Northern Ireland

Sunflowers sown for cancer patients

Image caption The flowers are in a field at Clogherny Road between Omagh and Ballygawley

It is a big, golden eyeful to warm the heart.

The ghost of Vincent van Gogh steps lightly through a field of giant yellow sunflowers dancing in a Tyrone breeze.

Sunflowers are not the crop of choice for farmers working the fields on the road between Ballygawley and Omagh.

This may not be sun-kissed Provence, but turn up the car heater, dream a little and you could be there.

Image copyright Nuala Mccann

The sunflowers come courtesy of Allan Rainey - a councillor for the Ulster Unionist Party in West Tyrone.

A box left at the side of the field informs visitors that they are more than welcome to pick a bunch of flowers and leave a donation for Cancer Research UK.

Field of flowers

It is a charity that has a special place in Allan's heart. His wife, Bertie, died from the disease in 1998, but not before she had helped raise thousands to give others hope.

She was a member of the Ballygawley Cancer Research committee.

"In one special year, she helped to raise £20,000 for cancer research," Mr Rainey told BBC News NI.

Image caption People leave donations - as well as notes - in return for the sunflowers

His daughter-in-law, Thelma Rainey, followed in her footsteps and has been on the same committee for nearly 20 years.
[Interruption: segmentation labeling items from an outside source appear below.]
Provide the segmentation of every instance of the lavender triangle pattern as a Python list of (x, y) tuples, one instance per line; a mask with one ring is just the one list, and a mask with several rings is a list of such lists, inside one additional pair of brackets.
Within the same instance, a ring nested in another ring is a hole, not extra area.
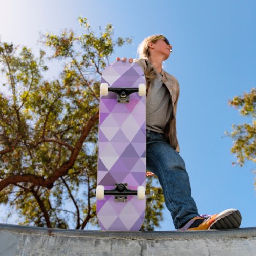
[[(115, 61), (103, 72), (101, 82), (109, 87), (138, 88), (145, 83), (142, 69), (136, 63)], [(138, 93), (129, 103), (118, 103), (117, 95), (101, 96), (99, 124), (97, 185), (105, 189), (115, 183), (128, 184), (137, 190), (146, 186), (146, 98)], [(138, 231), (143, 222), (145, 199), (129, 196), (127, 202), (115, 202), (114, 196), (97, 200), (97, 215), (102, 230)]]

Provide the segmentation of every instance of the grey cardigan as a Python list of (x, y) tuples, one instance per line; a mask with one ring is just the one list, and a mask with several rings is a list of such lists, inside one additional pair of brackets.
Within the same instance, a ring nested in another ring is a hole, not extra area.
[[(143, 69), (146, 70), (147, 64), (144, 59), (134, 59), (134, 61), (138, 63)], [(170, 92), (170, 98), (172, 101), (172, 111), (173, 114), (171, 115), (171, 117), (168, 122), (167, 123), (165, 129), (165, 135), (166, 138), (168, 138), (169, 140), (170, 145), (176, 150), (178, 152), (180, 152), (179, 143), (177, 138), (177, 131), (176, 131), (176, 111), (180, 93), (180, 87), (179, 82), (175, 77), (168, 74), (164, 70), (162, 70), (161, 74), (163, 78), (163, 83), (165, 84)], [(150, 82), (146, 79), (146, 88), (147, 90), (147, 94), (150, 94)]]

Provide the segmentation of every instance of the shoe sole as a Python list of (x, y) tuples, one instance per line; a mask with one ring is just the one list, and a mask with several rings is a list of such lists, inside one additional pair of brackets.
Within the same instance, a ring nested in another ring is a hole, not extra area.
[(240, 211), (236, 209), (229, 209), (219, 214), (209, 229), (239, 228), (241, 221), (242, 216)]

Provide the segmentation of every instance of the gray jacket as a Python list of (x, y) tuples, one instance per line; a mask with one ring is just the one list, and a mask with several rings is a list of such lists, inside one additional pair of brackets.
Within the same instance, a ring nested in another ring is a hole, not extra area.
[[(138, 63), (143, 69), (146, 70), (147, 64), (144, 59), (135, 59), (135, 62)], [(164, 70), (162, 71), (161, 74), (162, 75), (163, 83), (165, 84), (170, 92), (170, 97), (172, 100), (173, 111), (172, 115), (169, 122), (167, 123), (165, 129), (165, 135), (166, 138), (169, 140), (170, 145), (175, 148), (178, 152), (180, 152), (179, 143), (177, 138), (176, 131), (176, 111), (178, 99), (180, 93), (180, 87), (178, 80), (172, 75), (168, 74)], [(150, 94), (150, 82), (146, 79), (146, 86), (147, 90), (147, 94)]]

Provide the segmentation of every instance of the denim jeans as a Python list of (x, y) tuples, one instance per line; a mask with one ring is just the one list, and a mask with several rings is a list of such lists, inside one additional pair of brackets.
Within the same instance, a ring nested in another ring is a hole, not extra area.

This year, she asked if they might put up a sign at the field of flowers and encourage people to donate.

"Yesterday alone there was £120 in the box. I am a little shocked at how it has turned out," said Mr Rainey.
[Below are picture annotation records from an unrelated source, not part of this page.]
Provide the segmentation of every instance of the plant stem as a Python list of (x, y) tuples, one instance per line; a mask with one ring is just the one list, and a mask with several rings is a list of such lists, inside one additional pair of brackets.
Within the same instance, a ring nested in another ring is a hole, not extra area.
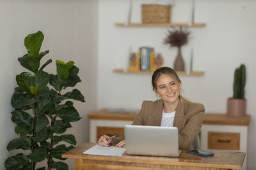
[[(33, 112), (35, 114), (34, 118), (33, 118), (33, 137), (35, 138), (36, 136), (36, 111), (35, 109), (33, 109)], [(32, 146), (31, 146), (31, 153), (34, 153), (34, 150), (36, 148), (35, 146), (35, 140), (33, 139), (32, 139)], [(31, 170), (35, 170), (36, 166), (36, 163), (34, 162), (33, 161), (31, 161)]]
[[(54, 120), (54, 122), (56, 122), (56, 119), (57, 118), (57, 113), (58, 111), (56, 111), (54, 117), (53, 118)], [(52, 136), (52, 139), (51, 139), (51, 148), (50, 148), (50, 153), (49, 154), (49, 160), (48, 160), (48, 167), (47, 167), (47, 170), (50, 170), (51, 164), (52, 164), (52, 148), (53, 147), (53, 143), (54, 142), (54, 139), (53, 139), (53, 134), (54, 133), (54, 131), (52, 131), (51, 133), (51, 136)]]

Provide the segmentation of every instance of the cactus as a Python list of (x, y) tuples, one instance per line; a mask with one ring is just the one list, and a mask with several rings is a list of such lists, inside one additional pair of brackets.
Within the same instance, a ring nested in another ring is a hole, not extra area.
[(245, 80), (245, 66), (244, 64), (241, 64), (240, 67), (236, 69), (235, 71), (235, 76), (233, 85), (233, 98), (244, 99)]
"People leave lots of little messages in the box too to say how wonderful the flowers are and telling us to keep up the good work."

It was Thelma Rainey's teenage daughter who came upon a message that touched all their hearts.

"It said: 'For the attention of Vincent van Gogh.

"Lovely idea and great work. Keep going for 2018. Former cancer patient, nine years clear.'"

"That note made it for all of us," said Thelma Rainey. "My youngest daughter found it and she said: 'Mum, this is what it is all about.'"

Gallon of seeds

For Mr Rainey, planting sunflowers began five years ago as part of an environmental project that brought together children from across the Tyrone community.

He planted a strip at one cousin's field and, in more recent times, in another cousin's field at Clogherny Road.

Each Spring, he buys a gallon container load of sunflower seed and sets out to sow them.

Image caption Local school children study the sunflowers and the insects and birds who survive because of them

"They grow vigorously, if there are any weeds they would choke them out," he said.

"Next week we hope to have Roscavey, St Matthew's and Seskinore primary schools down to see them and observe the insects who feed off them."

There is a month's window in which to view the sunflowers in their full glory. Brides come in their white dresses to be photographed among the blooms.

Mr Rainey points out that it is not all his doing and little of the glory of the project belongs to him.

The children of Tyrone shall be taught about the sunflowers, the insects, the seeds and how they help the birds survive the winter.

Another kind of seed has also been planted - an awareness of cancer research and the hope, like the bright smile of a sunflower, that it offers for the future.